…menulis untuk mencicil ketidaktahuan

Kronik Abu Dhabi: Menjadi Abu, Menyisir Debu

Posted in Renungan by daengrusle on February 7, 2011

Mungkin ada sekitar 25tahun lebih sejak terlahir di dusun kecil bernama Sempangnge, Wajo Sulawesi Selatan, tak pernah rasanya berinteraksi langsung dengan peradaban asing. Interaksi tak langsung dan terbatas hanya melalui bacaan atau tontonan, dan di kepala ada selintas imajinasi iseng apakah betul ada kampong dengan penduduk berkulit putih, merah atau hitam yang berbicara dengan bahasa aneh yang tak pernah kami pahami sebelumnya. Atau jangan-jangan semuanya itu hanya skenario ilusif saja atau manipulasi gambar yang dilakukan pihak tertentu, seperti di film Truman Show (1994).

Interaksi awal mulai terjadi ketika pertamakali bekerja di Jakarta, satu dua orang rekan kerja berbangsa asing berkulit putih. Kemudian berlanjut ke tahun-tahun berikutnya, namun tak pernah terlintas akan membaur dan bekerja di tanah asing. Angan-angan bekerja di luar negeri mungkin sekali dulu ada, tapi itu hanya seumpama pungguk merindukan bulan. Apalagi melihat kemampuan diri yang tidak seberapa dibanding yang lain.

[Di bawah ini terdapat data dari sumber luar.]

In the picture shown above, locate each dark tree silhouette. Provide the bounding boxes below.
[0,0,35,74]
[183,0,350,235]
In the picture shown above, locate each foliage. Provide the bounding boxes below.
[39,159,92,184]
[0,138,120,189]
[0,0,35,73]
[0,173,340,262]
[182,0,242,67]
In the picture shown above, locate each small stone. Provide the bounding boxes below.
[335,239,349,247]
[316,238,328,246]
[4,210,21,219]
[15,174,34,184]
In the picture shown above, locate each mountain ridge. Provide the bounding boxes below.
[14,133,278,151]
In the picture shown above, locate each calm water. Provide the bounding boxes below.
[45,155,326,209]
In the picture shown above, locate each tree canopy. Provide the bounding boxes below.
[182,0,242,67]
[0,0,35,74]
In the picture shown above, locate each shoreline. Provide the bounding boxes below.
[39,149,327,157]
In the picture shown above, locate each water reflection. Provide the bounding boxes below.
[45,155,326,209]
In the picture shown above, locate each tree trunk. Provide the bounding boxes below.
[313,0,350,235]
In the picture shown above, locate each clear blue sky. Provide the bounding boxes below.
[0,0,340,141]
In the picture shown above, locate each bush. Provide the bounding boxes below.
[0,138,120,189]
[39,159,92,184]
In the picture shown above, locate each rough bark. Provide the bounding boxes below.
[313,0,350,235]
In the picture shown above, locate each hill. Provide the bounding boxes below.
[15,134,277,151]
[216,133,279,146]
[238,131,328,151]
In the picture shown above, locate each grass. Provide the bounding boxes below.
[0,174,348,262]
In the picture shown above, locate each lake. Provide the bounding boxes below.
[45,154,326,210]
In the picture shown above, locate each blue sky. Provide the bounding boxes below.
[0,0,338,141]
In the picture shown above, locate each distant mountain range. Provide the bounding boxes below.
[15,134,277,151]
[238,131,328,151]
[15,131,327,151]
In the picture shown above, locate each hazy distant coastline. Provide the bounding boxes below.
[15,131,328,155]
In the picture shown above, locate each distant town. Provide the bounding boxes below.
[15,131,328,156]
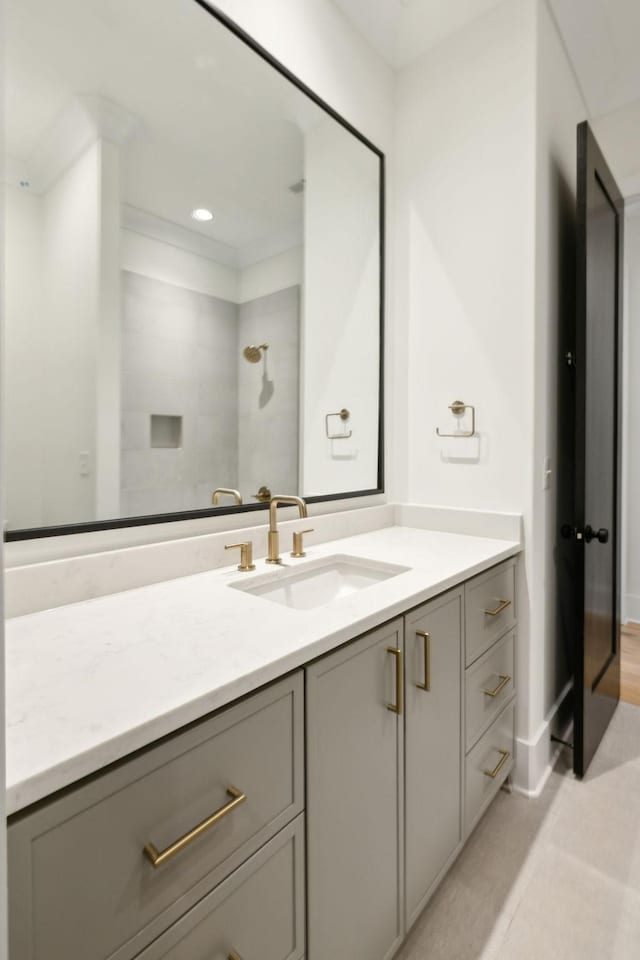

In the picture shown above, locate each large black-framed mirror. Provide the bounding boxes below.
[3,0,384,540]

Satu hal yang mungkin memupuk rasa percaya diri adalah bahwa saya pernah menempuh pendidikan di salah satu institusi perguruan tinggi terbaik di Indonesia. Namun tentu saja itu tak cukup. Selain kemampuan teknis, keterampilan berkomunikasi dan kematangan berpikir adalah kunci untuk menembus lingkungan asing tersebut. Tentu saja saya merasa tak memiliki modal yang cukup untuk itu. Ibaratnya, saya hanya abu yang berharap diterbangkan angin ke negeri seberang, hanya debu yang berharap menempel di sepatu atau roda agar bisa berpindah ke jejak yang lain.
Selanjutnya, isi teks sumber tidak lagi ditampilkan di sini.